He liked the poem very much.

The idea took his fancy; he thought he would like to have a pair of spectacles of that sort; if one used them properly one might perhaps look right into people's hearts. That would really be more interesting, he thought, than to see what was going to happen next year, for one was sure to get to know that—but about the other matter one could never get to know anything. "I can just imagine to myself all the gentlemen and ladies in the front row. It one could only look straight into their hearts!—there would, of course, have to be some opening to see through, as if you were looking into a shop. How my eyes would like to roam about in these shops!

"In yon lady's heart I should no doubt find a large millinery establishment! The next lady's is empty, but it would be none the worse for a little cleaning; but there are sure to be some shops of stability! Alas, yes!" he sighed, "I know of one where everything is genuine, but there is already a shopman there, and he is the only useless thing in the whole shop!

"From some of them I should hear, 'Please walk in!' Yes, I should like to step inside, just as a beautiful, fleeting thought passes through the heart!"

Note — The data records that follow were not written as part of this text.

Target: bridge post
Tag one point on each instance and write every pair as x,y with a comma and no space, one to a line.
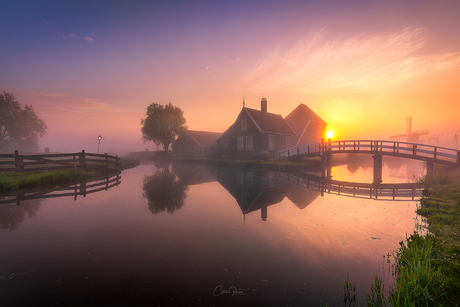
328,167
429,168
377,168
264,213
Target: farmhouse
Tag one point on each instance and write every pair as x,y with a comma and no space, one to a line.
256,131
193,143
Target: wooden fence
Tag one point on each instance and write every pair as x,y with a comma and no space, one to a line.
79,189
20,163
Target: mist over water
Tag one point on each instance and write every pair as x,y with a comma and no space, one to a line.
172,234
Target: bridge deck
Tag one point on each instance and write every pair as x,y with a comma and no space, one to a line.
416,151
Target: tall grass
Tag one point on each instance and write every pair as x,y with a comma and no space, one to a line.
17,181
418,275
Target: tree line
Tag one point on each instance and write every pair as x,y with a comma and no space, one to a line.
19,125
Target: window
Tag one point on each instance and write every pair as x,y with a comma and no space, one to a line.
249,142
271,142
224,143
240,178
288,141
244,124
240,142
249,180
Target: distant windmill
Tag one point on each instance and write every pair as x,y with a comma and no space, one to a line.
411,137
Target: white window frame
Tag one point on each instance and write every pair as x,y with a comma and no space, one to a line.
249,179
249,142
244,124
240,142
271,142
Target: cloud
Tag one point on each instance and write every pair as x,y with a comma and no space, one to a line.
362,62
71,35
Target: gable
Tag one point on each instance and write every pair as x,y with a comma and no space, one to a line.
301,117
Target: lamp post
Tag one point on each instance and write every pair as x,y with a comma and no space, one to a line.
99,142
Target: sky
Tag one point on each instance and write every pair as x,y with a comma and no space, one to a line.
91,68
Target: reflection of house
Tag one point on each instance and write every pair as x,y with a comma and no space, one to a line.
302,197
190,173
254,190
256,131
195,143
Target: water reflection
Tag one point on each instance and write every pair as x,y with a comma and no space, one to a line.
15,207
255,190
164,191
12,215
110,250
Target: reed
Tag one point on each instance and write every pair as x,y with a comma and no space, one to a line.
419,279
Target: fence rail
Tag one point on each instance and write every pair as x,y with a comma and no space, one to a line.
80,189
33,162
400,149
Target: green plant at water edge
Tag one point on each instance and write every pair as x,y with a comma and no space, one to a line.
419,279
349,293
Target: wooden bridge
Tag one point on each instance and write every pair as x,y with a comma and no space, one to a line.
388,191
430,154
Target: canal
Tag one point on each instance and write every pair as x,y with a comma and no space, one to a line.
195,235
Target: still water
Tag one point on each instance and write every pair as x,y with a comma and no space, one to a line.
192,235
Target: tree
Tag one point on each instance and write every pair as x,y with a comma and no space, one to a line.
162,124
164,191
17,124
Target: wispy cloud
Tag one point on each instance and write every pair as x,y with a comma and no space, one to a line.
363,63
70,35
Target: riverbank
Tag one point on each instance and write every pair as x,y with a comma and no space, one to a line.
426,269
13,181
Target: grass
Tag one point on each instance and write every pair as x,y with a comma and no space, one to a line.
419,275
427,268
13,181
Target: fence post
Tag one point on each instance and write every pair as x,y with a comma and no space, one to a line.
18,162
81,158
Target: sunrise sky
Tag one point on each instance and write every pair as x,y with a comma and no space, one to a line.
91,68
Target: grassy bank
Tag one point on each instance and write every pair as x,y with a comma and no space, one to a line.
13,181
426,269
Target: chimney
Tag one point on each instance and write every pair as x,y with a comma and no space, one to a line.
263,105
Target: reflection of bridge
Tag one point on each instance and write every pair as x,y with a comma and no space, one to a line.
81,189
430,154
388,191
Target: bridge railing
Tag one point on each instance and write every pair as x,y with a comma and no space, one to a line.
410,150
402,149
303,150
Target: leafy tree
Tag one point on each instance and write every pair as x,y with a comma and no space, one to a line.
163,124
164,191
17,124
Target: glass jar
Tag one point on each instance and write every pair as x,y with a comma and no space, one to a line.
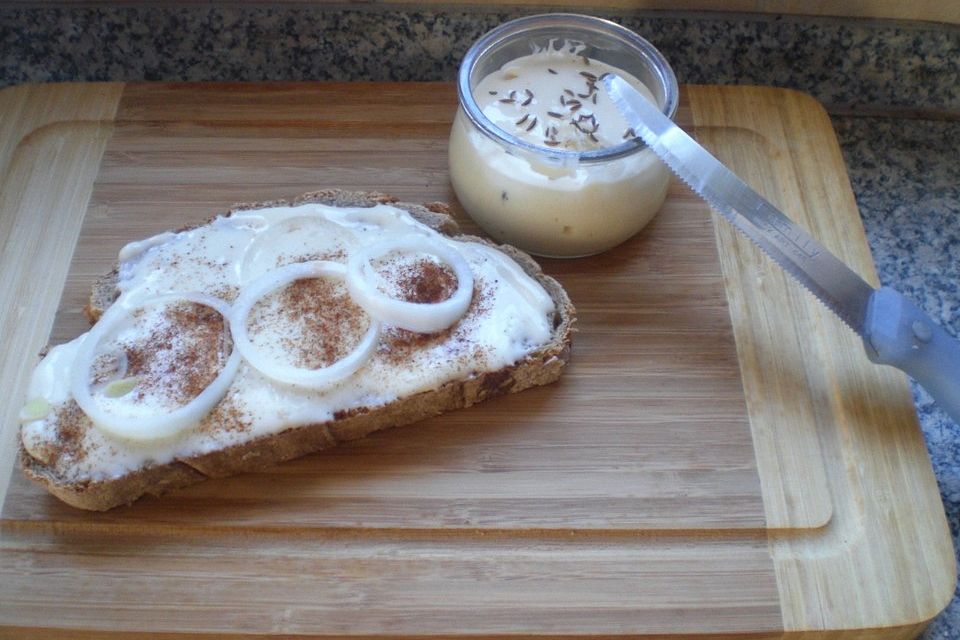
554,196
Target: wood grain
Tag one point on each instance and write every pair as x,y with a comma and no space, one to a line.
46,133
720,459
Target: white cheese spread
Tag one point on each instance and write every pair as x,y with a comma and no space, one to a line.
510,316
553,99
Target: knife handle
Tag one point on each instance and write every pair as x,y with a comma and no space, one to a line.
898,333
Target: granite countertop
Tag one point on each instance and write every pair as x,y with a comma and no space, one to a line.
892,89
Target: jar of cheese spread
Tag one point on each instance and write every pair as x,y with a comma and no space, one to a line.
539,156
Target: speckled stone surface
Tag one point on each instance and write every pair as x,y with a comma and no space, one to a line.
855,63
904,172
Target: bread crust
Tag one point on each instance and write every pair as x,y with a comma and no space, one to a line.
538,368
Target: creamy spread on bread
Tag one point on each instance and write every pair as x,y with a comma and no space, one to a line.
509,316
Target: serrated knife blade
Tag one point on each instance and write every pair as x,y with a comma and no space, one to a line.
894,331
826,276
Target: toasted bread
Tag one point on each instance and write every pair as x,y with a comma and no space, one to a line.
541,366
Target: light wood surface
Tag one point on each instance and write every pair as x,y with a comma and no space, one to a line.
720,457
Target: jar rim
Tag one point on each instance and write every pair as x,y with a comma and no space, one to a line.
646,51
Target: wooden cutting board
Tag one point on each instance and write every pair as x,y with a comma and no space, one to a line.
720,457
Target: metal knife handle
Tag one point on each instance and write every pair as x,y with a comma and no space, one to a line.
897,333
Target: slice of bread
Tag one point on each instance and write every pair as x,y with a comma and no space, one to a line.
539,367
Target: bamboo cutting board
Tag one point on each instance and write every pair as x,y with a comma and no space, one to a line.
719,459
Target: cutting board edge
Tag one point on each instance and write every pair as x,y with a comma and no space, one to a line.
857,427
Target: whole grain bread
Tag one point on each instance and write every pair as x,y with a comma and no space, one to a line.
540,367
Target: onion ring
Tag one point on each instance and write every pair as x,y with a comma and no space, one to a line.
300,376
165,424
413,316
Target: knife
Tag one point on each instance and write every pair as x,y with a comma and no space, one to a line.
894,330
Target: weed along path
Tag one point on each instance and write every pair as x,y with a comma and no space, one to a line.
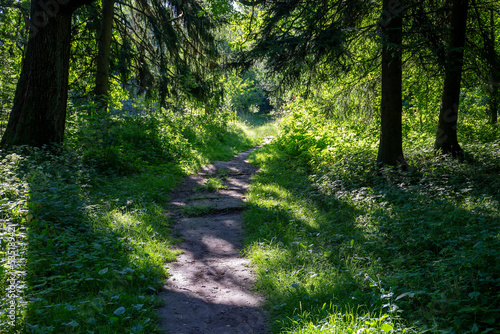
210,287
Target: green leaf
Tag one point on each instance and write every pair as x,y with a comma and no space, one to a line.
386,328
119,311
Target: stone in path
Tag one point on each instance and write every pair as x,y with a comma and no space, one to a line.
210,287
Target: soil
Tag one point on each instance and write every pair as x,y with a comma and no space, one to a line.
210,287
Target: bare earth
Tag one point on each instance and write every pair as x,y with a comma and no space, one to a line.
210,287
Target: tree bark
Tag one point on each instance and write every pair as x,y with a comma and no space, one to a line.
390,150
38,115
101,90
446,137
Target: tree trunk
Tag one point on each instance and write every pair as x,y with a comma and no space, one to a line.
494,62
446,137
39,112
101,90
390,150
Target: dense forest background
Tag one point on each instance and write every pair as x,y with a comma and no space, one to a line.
377,209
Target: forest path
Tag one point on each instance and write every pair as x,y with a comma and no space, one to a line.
210,287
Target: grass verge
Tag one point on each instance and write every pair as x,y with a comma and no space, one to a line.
84,235
342,246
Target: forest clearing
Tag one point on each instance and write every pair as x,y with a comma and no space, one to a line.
217,166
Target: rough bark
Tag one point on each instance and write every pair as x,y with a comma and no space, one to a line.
446,137
39,112
101,89
390,150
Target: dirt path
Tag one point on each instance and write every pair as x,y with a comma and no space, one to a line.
209,290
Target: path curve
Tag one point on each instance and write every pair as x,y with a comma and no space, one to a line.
210,287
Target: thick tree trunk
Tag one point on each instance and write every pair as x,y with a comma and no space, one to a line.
390,150
39,112
446,137
101,90
494,62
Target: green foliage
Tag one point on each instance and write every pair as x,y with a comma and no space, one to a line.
91,236
129,142
418,250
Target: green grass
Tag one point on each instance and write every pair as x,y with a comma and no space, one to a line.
89,223
211,184
339,245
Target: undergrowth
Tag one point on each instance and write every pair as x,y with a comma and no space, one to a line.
84,235
341,246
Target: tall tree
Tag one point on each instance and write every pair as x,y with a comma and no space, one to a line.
446,137
103,53
390,150
39,112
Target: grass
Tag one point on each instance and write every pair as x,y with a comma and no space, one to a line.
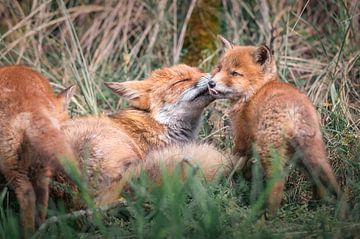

This was sufficient for the galoshes; the student disappeared altogether, and a most unusual journey began through the hearts of the spectators in the front row. The first heart he entered was that of a lady, but he thought he had suddenly been transported to an orthopædic institution, which they call the place where the doctors take away human deformities and make people straight; he was in the room where the plaster casts of the deformed limbs hang on the walls, but with this difference, that at the institution the casts are taken when the patients arrive, but in this heart they were taken and preserved after the worthy people were gone. They were the casts of female friends, their bodily and mental defects, were here preserved.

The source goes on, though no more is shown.